Des cliniques ont remarqué que plusieurs femmes ne se présentent pas à leurs rendez-vous de mammographie par crainte de contracter la COVID-19.

Cette situation pourrait mener au dépistage tardif de plusieurs cas de cancer du sein.

«La mammographie de dépistage a le potentiel de sauver des vies parce qu’on détecte les cancers du sein à leur stade le plus précoce, et ça donne un plus haut taux de guérison», a expliqué la Dre Caroline Samson, présidente du Comité national sur le dépistage et l’investigation du cancer du sein.

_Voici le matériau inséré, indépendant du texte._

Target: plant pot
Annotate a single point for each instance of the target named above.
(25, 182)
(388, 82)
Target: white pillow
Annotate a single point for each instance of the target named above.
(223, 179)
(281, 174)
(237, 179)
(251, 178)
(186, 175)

Cette dernière demande aux femmes qui ont un rendez-vous, ou qui se feront appeler dans les prochains jours pour obtenir le leur, d’y aller.

«On veut que les patientes réalisent qu’il est plus que temps de sortir de chez elles et de venir passer leur mammo de dépistage parce qu’en clinique, c’est sécuritaire», a dit la Dre Samson.

Masques, lavage des mains, nettoyage des équipements: toutes les mesures sont mises en place pour offrir un environnement sécuritaire aux femmes qui se présentent pour leur mammographie.

«On va toujours s’occuper des patientes au moment où elles le jugeront opportun, mais on considère que, maintenant que la pandémie s’essouffle un peu et qu’on peut repartir notre programme de dépistage, c’est important pour les patientes de pouvoir prendre soin d’elles», a soutenu la docteure.

Examen tous les deux ans

Depuis 1998, le ministère de la Santé recommande aux femmes de 50 à 69 ans de subir une mammographie tous les deux ans.

Environ 65% des femmes ciblées suivent cette recommandation, ce qui a permis de réduire le nombre de décès lié au cancer du sein de 25%.

Malgré tout, la Fondation du cancer du sein estime que 6000 femmes recevront un diagnostic de cancer du sein cette année et que 1350 en mourront.